Using our recent CSA purchase from Cotton Cattle Company in Asbury, NJ, we were pleased to find some German Bratwurst. In the spirit of Oktoberfest and with some delicious Glutenberg Red Ale (a gluten-free beer), we pan seared this fine bratwurst and served it with stone ground mustard and sweet caramelized onions. Served with a side a roasted broccoli and cauliflower, this was a delicious and healthy Oktoberfest treat, and we were nowhere near Munich!

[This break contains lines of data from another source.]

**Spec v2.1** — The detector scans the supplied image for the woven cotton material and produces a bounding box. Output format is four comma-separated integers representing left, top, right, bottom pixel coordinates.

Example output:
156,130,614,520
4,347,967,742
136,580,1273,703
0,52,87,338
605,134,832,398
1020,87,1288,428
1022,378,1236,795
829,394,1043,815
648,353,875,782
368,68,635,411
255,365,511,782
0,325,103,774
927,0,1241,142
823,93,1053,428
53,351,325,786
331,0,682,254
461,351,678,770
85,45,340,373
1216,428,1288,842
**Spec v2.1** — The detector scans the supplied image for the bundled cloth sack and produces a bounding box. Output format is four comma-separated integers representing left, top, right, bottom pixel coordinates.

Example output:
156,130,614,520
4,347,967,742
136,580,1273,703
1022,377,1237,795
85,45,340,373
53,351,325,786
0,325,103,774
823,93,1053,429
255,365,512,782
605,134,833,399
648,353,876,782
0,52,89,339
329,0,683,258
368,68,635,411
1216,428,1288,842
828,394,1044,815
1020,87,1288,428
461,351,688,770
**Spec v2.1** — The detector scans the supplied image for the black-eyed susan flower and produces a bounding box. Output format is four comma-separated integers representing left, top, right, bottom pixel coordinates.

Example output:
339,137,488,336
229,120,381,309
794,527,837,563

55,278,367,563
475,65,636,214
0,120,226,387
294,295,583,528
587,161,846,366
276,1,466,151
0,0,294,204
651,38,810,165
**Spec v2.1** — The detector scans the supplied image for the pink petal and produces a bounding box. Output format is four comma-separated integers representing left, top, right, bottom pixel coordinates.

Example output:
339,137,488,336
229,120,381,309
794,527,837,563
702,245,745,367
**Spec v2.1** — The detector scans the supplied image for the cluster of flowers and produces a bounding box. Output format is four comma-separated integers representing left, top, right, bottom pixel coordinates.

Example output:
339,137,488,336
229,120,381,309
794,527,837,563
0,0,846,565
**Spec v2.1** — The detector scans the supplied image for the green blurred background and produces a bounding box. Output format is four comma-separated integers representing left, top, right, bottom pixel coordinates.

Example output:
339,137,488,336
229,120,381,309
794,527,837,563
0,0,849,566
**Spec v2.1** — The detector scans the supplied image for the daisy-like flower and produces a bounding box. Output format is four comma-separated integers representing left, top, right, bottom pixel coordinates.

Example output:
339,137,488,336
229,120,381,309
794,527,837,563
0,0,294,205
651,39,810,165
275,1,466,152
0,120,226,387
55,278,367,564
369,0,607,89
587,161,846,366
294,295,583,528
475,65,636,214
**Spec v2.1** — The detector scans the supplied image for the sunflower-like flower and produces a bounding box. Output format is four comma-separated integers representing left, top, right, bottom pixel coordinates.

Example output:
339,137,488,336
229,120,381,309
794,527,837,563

From our kitchen to yours, Bennett

Ingredients

4 German style bratwurst
1 large white onion, thinly sliced (you can use a Madoline)
1-tablespoon olive oil
2 tablespoons stoneground mustard

Directions

Heat a pan to medium high heat on your stove top
Grease the pan with a little olive oil (enough to thinly coat the pan)
Sear the bratwurst on all sides and allow cooking for 7-9 minutes (you can release some of the juice from the bratwurst by slight incisions to the skin of the brat)
Set the bratwurst aside, and add your thinly sliced onions to the pan with the remainder of the olive oil
Allow to cook down until caramelized.
Place the bratwurst on a place and cover with the caramelized onions
Serve with the stone ground mustard.